Starting to build out frame

Starting to build the frame - the blue tubs are the nesting boxes. Using tubs means they’re easy to remove and clean if necessary, and with a few old rags in the bottom they’re quite a cosy place to lay an egg. (Not speaking from experience.)

Roof framing complete

Framing for the roof complete, ready for roof tiles and cladding. The roof tiles were spares from the construction of our house.

Cladding complete from the outside

Cladding complete - I added shelving above the nesting boxes with doors for the garden tools. Below that shelving is the two nesting boxes, and the two small doors are for access to the nesting boxes to check for eggs.

Wife standing with open storage doors

Lovely wife with the doors to the shelving (top) and nesting boxes (bottom) open.

Daughter opening the nesting boxes to check for eggs

I built the nesting boxes just tall enough so that little hands could reach in and grab the eggs. The doors open sideways so that they won’t slam on little fingers.

Two ISA Brown hens

We bought four [ISA Brown]z( hens to enjoy the new hutch. They’re very good layers, and fairly low maintenance.

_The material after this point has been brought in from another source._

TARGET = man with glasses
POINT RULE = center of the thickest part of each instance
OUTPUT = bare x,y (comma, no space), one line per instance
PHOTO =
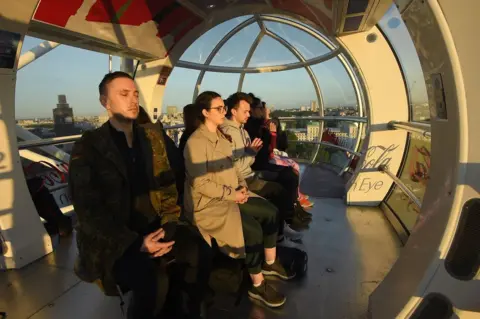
256,128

Cat and me with an ISA Brown hen

Our cat Bugalugs didn’t seem particularly interested in the hens. They never really trusted him.

Me giving a hen a smooch

They didn’t seem particularly interested in me. If you handle chickens regularly they become very docile around people and easy to pick up, but maybe the kissing was a step too far.

Our first egg on scales weighing 50g

Our first egg! 50g is a really good size.